I happen to play a lot of pen-and-paper role-playing games with friends. When playing in a future-based world, especially one with a more cyberpunk setting like Shadowrun, a central theme is that paper money has been replaced with anonymous digital currency.

It makes for a neat idea because the ubiquitous, black-suited “Mr. Johnson” from some shadowy corporation can pay for your team’s nefarious services without any trail going back to him or his organization. He just hands you a credit chip.

I never thought I would see this start to happen in real life, but it seems the Canadian government wants to do just that. Canada would like to eliminate all paper money in exchange for anonymous credit chips that could be carried around on your smart phone, your computer or some other device.

The trick, if it is to act as real currency, is making the money both secure and untraceable, which should prove quite the challenge.

The Canadian Mint has issued just such a challenge to developers to see if such a system could be built. Called the MintChip Challenge, winners will divvy up $50,000 in gold bars from the mint, plus plenty of free publicity, so this is a seriously big deal.

One would assume that winners would also have a leg up should the government decide to move forward with the next steps of the program. The challenge certainly has attracted a lot of interest — so much, in fact, that the Canadian Mint has closed registration, which was originally to be open until July 18.

My first reaction to all this was that it couldn’t be true. I couldn’t understand why a government would want to implement a system whose primary beneficiaries could be money launders and terrorists.

I mean, it’s the choice payment in Shadowrun for a reason. Runners aren’t working the front offices. They’re hacking computers, assassinating targets, engaging in corporate espionage and other activities where there can’t be a money trail. My group even once rigged a futuristic football game. Even in the real world, Bit Coins, an untraceable digital currency, has been linked to the operations of organized crime.

But putting aside the reason why for a moment, I have to admit that I’m a bit skeptical at how such a system could really be done. The companies in the challenge will have their work cut out for them, that’s for sure.

First off, we all know that no system is unhackable.
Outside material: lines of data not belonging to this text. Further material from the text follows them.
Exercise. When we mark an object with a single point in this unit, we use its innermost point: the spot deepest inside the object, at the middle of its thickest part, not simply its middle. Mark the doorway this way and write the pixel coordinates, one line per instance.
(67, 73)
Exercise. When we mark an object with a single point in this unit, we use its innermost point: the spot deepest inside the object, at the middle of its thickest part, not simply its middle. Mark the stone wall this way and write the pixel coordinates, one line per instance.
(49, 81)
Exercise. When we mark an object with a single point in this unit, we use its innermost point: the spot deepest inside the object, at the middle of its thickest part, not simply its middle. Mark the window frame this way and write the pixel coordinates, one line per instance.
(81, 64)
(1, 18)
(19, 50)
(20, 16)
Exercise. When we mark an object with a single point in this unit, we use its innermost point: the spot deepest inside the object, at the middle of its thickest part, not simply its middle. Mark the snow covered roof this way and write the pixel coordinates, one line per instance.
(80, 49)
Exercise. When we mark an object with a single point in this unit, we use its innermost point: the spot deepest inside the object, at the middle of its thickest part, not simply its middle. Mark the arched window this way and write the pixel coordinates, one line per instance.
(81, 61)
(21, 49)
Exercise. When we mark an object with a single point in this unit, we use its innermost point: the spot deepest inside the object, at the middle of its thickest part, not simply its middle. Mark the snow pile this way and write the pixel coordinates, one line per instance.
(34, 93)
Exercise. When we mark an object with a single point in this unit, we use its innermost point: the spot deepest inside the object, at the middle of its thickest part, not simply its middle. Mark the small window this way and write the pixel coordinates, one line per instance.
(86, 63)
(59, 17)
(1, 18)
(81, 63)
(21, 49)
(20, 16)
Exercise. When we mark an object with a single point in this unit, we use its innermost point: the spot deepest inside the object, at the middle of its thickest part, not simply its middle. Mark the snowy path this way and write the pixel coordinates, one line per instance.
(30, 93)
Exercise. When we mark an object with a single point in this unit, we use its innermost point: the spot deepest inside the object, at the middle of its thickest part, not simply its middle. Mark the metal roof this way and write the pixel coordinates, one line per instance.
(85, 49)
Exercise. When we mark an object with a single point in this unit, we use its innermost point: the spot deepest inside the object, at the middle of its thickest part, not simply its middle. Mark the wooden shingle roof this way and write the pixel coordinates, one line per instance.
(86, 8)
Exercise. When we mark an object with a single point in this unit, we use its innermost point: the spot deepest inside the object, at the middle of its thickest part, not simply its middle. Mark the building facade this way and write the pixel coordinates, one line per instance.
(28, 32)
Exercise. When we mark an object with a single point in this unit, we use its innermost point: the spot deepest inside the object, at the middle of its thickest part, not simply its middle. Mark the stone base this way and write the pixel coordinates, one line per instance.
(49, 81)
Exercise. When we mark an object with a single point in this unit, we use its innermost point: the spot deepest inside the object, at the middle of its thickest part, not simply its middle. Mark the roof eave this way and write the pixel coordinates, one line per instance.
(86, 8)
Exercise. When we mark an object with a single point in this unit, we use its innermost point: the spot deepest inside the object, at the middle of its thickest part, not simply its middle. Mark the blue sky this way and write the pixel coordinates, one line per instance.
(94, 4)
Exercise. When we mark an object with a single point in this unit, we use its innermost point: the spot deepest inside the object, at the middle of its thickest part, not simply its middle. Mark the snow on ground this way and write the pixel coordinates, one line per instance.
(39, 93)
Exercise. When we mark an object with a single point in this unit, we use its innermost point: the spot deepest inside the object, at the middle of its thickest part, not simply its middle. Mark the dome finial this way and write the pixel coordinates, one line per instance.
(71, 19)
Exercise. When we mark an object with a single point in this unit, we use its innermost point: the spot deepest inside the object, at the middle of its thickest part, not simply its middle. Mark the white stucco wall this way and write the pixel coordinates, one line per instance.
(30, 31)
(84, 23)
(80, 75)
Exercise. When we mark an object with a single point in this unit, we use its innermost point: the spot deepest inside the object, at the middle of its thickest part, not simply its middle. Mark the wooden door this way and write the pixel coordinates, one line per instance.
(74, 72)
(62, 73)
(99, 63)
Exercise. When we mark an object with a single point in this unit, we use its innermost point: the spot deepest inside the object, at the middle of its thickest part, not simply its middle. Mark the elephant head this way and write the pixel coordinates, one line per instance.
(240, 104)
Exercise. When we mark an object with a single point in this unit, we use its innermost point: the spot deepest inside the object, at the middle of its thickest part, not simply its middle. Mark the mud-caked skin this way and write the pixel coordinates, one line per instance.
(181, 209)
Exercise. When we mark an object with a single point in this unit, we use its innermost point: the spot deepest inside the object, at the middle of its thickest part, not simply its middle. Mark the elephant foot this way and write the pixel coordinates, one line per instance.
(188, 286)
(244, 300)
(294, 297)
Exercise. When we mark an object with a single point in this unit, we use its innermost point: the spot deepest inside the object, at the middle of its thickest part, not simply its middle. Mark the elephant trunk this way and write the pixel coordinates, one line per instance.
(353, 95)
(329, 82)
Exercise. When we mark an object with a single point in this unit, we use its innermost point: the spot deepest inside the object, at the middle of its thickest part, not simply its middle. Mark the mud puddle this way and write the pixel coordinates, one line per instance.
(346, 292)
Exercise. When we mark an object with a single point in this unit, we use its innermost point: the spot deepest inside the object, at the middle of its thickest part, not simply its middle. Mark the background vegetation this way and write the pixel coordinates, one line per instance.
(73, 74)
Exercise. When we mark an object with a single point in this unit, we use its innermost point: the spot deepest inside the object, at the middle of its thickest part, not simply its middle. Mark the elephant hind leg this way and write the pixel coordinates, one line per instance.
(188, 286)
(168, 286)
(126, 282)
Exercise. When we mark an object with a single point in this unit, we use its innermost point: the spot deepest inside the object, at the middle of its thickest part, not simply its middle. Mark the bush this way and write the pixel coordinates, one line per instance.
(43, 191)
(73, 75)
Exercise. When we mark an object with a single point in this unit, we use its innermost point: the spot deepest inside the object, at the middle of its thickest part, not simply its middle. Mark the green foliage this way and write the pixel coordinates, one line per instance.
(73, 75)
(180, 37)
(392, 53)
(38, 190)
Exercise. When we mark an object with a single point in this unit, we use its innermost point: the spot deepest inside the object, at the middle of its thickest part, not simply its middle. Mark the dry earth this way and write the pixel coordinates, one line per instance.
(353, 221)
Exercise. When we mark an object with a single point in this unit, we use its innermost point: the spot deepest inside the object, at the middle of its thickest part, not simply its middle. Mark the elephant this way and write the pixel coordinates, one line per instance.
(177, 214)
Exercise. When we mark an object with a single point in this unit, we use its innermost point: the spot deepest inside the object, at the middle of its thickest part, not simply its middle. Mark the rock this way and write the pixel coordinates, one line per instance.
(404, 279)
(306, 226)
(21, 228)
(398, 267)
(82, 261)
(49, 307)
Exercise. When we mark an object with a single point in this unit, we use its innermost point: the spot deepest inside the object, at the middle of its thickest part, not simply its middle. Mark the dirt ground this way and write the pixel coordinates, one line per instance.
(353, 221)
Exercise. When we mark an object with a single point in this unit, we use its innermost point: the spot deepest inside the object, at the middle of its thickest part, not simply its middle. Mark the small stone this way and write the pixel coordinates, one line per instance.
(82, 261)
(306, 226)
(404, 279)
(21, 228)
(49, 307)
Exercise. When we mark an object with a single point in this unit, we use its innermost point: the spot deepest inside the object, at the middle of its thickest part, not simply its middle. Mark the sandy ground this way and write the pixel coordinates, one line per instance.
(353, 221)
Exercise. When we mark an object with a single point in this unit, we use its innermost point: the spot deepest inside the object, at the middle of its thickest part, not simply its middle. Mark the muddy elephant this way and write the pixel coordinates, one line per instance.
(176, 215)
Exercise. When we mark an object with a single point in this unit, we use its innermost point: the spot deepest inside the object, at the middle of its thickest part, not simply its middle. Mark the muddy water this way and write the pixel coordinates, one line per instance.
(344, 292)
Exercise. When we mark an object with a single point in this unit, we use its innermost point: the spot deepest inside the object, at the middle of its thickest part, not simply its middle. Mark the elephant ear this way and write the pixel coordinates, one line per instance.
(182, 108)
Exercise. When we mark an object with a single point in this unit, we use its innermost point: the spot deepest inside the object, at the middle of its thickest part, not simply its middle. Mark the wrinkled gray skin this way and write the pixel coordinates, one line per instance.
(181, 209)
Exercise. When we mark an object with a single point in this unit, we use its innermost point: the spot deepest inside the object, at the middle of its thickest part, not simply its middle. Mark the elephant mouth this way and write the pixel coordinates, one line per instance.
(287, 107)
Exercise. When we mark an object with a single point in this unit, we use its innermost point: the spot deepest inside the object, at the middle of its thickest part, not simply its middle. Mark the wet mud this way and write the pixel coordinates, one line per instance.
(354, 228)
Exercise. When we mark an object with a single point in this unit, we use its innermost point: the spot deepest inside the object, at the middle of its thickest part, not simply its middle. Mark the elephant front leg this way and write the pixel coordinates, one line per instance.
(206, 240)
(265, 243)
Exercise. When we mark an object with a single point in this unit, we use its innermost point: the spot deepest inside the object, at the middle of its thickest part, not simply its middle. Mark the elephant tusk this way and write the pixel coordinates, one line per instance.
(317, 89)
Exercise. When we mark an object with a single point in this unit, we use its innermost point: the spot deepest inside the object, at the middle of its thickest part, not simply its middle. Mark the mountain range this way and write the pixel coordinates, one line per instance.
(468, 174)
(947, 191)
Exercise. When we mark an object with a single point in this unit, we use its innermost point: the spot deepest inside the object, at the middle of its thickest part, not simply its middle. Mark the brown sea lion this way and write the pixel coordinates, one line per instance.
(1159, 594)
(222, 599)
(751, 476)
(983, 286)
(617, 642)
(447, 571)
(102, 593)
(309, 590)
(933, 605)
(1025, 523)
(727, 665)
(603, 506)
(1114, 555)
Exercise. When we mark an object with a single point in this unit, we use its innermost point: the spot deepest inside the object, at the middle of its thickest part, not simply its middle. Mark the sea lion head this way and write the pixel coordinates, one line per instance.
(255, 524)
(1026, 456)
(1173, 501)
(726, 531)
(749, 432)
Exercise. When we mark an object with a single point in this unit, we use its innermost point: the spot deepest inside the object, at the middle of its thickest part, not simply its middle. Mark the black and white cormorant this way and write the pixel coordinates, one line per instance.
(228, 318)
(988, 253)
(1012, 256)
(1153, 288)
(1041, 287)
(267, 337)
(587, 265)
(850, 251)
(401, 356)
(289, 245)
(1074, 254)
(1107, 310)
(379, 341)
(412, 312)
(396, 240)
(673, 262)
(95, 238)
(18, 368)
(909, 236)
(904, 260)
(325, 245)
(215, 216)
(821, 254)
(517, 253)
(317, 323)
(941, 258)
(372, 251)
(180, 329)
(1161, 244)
My PlayStation 3 account got hacked once. Credit card numbers have been stolen in mass. Government agencies have had their data compromised. Creating a credit chip whose data — the money on it — can’t be stolen is a huge deal if it can be done.

Not only would you have to prevent people from taking money that does not belong to them, but you’d also have to prevent them from creating fake money and filling up a credit chip with funds that don’t actually exist, a sort of futuristic counterfeiting.
 
And you’d have to do all that while creating an anonymous and fee-free way for legitimate users to spend their money. I don’t see how money is going to get onto the credit chips without a user verifying who they are first. And once that is done, it will be impossible to decouple that authorization from the chip. If you have to present your ID and your credit card or whatever to load up your anonymous chip, then you’ve created a trail that someone could follow.

The only possibility that I could see is if you had one chip that you loaded up with your money that was linked to you, and then you could transfer that money to any number of anonymous, generic chips that could then be used however you wanted. Those secondary chips would have to be smart enough to resist hacking, but dumb enough to reject any personal data whatsoever. Quite the challenge, indeed.

In the end, I think companies in this challenge will earn their Canadian gold bars. One thing to consider is that if Canada is successful in getting a system like this working, then pressure will fall on other governments to quickly follow suit. That could be a long ways off. But it also might be closer than you think.